Students see full life cycle of mussels

Dr. Chris Barnhart, biology professor, and Madeline Pletta examine mussel shells from the Meramec River, which has roughly 40 native species of freshwater mussels.

The Missouri State lab is a captive-propagation facility, which means mussels live there and are bred in a controlled environment.

Pletta gained hands-on lab experience and led research projects on a variety of mussels, including the federally endangered pink mucket and invasive species such as the zebra mussel.

Freshwater mussels start life as larvae: tiny, temporary parasites that live on the gills of fish. These are captured in the lab on fine screens after they drop off the fish. Several hundred nearly microscopic juvenile mussels can be obtained per fish.

These juveniles grow to the size of several centimeters in the MSU facility. Barnhart also has a mussel-culture facility at the Kansas City Zoo, and the animals grow to a larger size there. These mussels are used for toxicology research, as well as restoration of endangered species.

“Mussels from the size of a pinhead to the size of your fist are raised at Missouri State and at the Kansas City Zoo,” Pletta said.

Student’s thesis may help native mussels

Barnhart’s lab was approached by Marrone Bio Innovations, a green pesticide company, to test the effect of its new molluscicide (a pesticide that kills mollusks) on native mussels. The molluscicide, Zequanox, is used to control the zebra mussel, a non-native species that is a pest in many parts of the world. This project became part of Pletta’s thesis research, so she could ensure Zequanox does not harm native mussel species.

Mussels benefit the ecosystem because they filter water as they feed. However, the invasive zebra mussel is hazardous since it can adhere to anything. One example Pletta noted was the ability of zebra mussels to clog pipes carrying cooling water in power plants.

Madeline Pletta and Dr. Chris Barnhart look at largemouth bass kept in tanks in MSU’s Temple Hall. Barnhart and his students inoculate these fish with mussel larvae, since mussels initially develop as parasites on fish gills. The larvae eventually fall off and are raised at Missouri State and the Kansas City Zoo.

The first stage of her research involved testing toxicity of Zequanox on four species of native mussels, including the endangered pink mucket. The tests showed Zequanox has very little effect on the native species, indicating it is a promising product. Then she expanded her research to include seven species, researching their ability to capture different sizes of food particles.

Using a highly sensitive particle counter, Pletta released polystyrene microbeads along with food into tanks of mollusks and tested the water at specific increments. As she watched, waited and tested, she found some surprising results.
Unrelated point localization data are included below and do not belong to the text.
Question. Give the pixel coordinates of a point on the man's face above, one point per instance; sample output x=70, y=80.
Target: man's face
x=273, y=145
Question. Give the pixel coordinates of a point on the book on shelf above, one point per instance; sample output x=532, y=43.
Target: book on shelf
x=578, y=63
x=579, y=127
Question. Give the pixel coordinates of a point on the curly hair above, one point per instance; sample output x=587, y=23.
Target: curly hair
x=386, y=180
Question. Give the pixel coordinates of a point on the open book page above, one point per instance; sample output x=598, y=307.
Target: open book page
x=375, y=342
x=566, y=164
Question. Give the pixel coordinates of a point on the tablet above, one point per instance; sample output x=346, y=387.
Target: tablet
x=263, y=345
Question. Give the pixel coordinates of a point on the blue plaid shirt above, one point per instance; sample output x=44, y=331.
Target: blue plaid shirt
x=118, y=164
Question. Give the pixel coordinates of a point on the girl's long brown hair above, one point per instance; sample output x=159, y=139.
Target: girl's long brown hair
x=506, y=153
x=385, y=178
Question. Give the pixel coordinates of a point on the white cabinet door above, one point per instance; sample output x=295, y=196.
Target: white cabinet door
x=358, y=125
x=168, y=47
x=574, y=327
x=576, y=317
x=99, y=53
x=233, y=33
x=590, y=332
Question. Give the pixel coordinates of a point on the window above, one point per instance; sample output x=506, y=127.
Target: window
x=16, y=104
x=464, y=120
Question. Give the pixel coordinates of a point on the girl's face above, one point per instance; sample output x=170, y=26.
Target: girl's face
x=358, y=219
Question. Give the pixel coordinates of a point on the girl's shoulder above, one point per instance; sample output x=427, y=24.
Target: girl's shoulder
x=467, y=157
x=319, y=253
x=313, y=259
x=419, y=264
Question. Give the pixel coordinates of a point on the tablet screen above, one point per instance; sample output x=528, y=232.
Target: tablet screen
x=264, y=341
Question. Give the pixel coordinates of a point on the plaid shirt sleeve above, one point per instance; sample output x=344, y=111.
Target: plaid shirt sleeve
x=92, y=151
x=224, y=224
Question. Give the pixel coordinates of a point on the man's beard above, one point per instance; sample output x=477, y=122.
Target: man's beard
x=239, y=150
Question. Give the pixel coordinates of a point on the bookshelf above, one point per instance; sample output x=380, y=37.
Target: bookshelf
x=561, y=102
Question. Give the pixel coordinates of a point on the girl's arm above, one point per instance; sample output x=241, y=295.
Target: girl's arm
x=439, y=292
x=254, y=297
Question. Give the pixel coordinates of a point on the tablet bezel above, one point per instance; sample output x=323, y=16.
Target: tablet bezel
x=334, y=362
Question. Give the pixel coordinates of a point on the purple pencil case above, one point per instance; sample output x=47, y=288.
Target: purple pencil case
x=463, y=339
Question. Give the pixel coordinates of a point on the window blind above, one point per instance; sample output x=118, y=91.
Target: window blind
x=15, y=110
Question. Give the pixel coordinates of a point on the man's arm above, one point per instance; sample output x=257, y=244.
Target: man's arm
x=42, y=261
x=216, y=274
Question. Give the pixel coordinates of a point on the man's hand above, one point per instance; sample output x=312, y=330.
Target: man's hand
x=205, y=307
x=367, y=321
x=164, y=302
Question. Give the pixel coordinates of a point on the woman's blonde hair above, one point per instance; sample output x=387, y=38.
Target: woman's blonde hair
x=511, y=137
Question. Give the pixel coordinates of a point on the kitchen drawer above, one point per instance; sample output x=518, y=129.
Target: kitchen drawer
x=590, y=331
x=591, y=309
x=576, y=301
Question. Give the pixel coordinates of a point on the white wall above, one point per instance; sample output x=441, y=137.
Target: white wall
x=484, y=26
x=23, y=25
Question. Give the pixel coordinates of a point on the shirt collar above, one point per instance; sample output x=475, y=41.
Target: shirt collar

“The overwhelming knowledge and literature out there says zebra mussels are excellent at clearing small particles and that native mussels aren’t. Realistically, what I’ve seen is that natives are as efficient, or more efficient, than zebra mussels at capturing the smallest particles when you’re taking the body size into account.”

Ultimately, her findings will be instrumental in determining the appropriate particle size and concentration for Zequanox, as well as allowing Marrone Bio Innovations to get Environmental Protection Agency approval for open-water use of their product.